6Enfin, Isabelle Pantin a le mérite de travailler constamment sur l’œuvre intégrale, maîtrisant un corpus considérable dont elle fait parfaitement ressortir les évolutions et la cohérence : si Bilbo et les textes courts sont relativement négligés, une large place est faite aux 12 volumes de l’History of Middle Earth (en cours de traduction française, 5 volumes parus entre 1995 et 2008), versions successives du Legendarium ou encore romans inachevés de Tolkien – considérés comme autant d’étapes dans une création ainsi rendue d’une autre façon à la chronologie plutôt que d’être considérée comme un intimidant monolithe. On apprécie dans le même ordre d’idée que les dessins de l’auteur soient aussi régulièrement versés au dossier, plutôt que de rester l’objet d’études autonomes. C’est cette prise en compte de la création tolkienienne dans son ensemble et sa dimension temporelle qui fait l’intérêt des deux derniers chapitres (IX et X) « Le monde, l’espace et les lieux », en les distinguant de l’entreprise assez similaire de Pierre Jourde dans son ouvrage Géographies imaginaires (Paris, José Corti, 1991). Les pages consacrées aux forêts, aux montagnes, aux frontières (p. 233sq.) insistent également sur l’ambivalence de ces espaces tolkieniens, là où Jourde soulignait davantage une convergence hypersignifiante. Ces derniers chapitres, quoique passionnants pour les bons connaisseurs, sont sans doute plus difficiles d’accès pour un public moins averti : ainsi le passage en revue des cartes, p. 211sq., où I. Pantin retrouve sa spécialité, est d’un déchiffrement ardu, qui mérite d’avoir sous les yeux les documents étudiés, de préférence dans leurs versions originales…

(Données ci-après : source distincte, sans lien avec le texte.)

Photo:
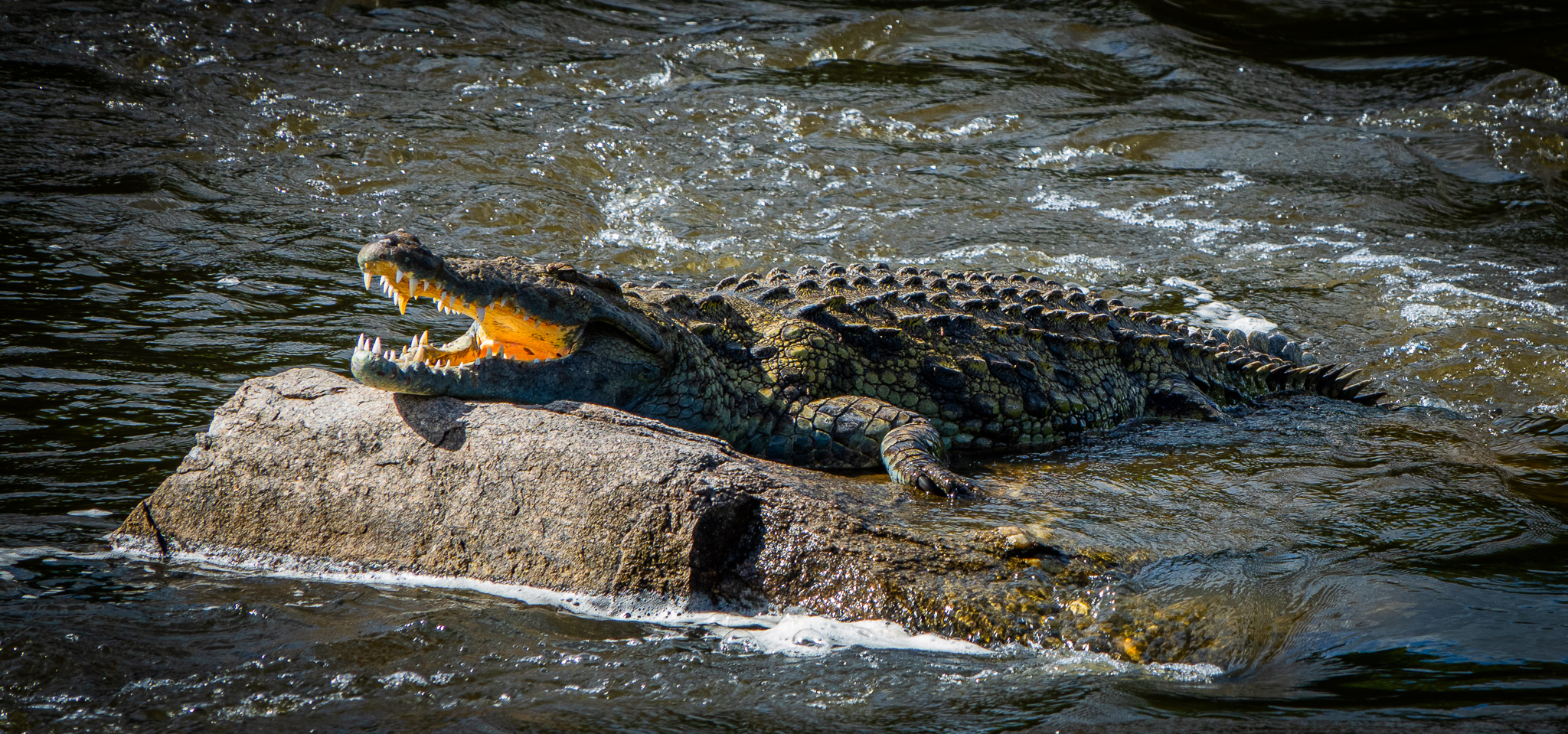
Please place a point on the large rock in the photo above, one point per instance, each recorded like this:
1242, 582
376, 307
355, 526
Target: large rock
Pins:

7L’ouvrage n’est bien sûr pas sans défauts – on peut ainsi lui reprocher un certain arbitraire dans ses choix (le postulat de départ exclut certes les domaines critiques les plus frayés, tels que le rapport au Moyen Âge ou l’appartenance à la fantasy, cependant on note la réapparition des Volsüng, du Kullervo gallois, comme des auteurs anglais précurseurs de Tolkien dans l’imaginaire faërique) ; mais on admettra sans peine, connaissant les contraintes éditoriales, qu’un ouvrage court et accessible ne puisse tout traiter. Plus gênant, le plan aux 10 chapitres n’apparaît pas toujours d’une logique ou même d’une cohérence parfaites ; on ne sait guère en vertu de quoi on passe d’une partie à l’autre ni ce qui a justifié qu’elles s’agencent ainsi plutôt qu’autrement. En dépit de la catégorie censée les réunir, « l’expérience en fiction » qui donne son sous-titre à l’essai, i.e. l’œuvre envisagée dans son temps et au fil du temps, contextualisée et évolutive, les deux parties se distinguent assez nettement et dialoguent de fait assez mal. Ainsi le chapitre VI, « Une poétique pour le Legendarium », qui explicite la chronologie de rédaction de l’œuvre complète, fait véritablement figure de recommencement – il aurait d’ailleurs pu s’agir du premier chapitre, car ces dates sont utiles rétroactivement à la compréhension de ce qui précède. De même, le dernier chapitre, un des plus descriptifs, sur les espaces et paysages, apparaît comme un point d’arrivée plutôt déceptif. Trop souvent émiettée dans de nombreuses sous-parties aux titres peu parlants, la pensée ne semble pas procéder d’une seule coulée, mais résulter plutôt du collage d’axes de réflexion variés (voir les chapitres VII et VIII, qui forment un bloc autonome autour de la « tragédie », dans le Silmarillion puis Le Seigneur des Anneaux). Reste que cet ensemble constitue une réussite appréciable, dont on doit espérer la traduction et la diffusion internationale : Isabelle Pantin démontre que la recherche tolkienienne est très loin d’être condamnée à la redite et semble viser par son travail les vertus que le romancier lui-même attribuait à la faërie – proposer un regard neuf, lavé de la grisaille de ce qui a été déjà trop vu ; permettre des aperçus stimulants sur des lointains qui restent à jamais à explorer.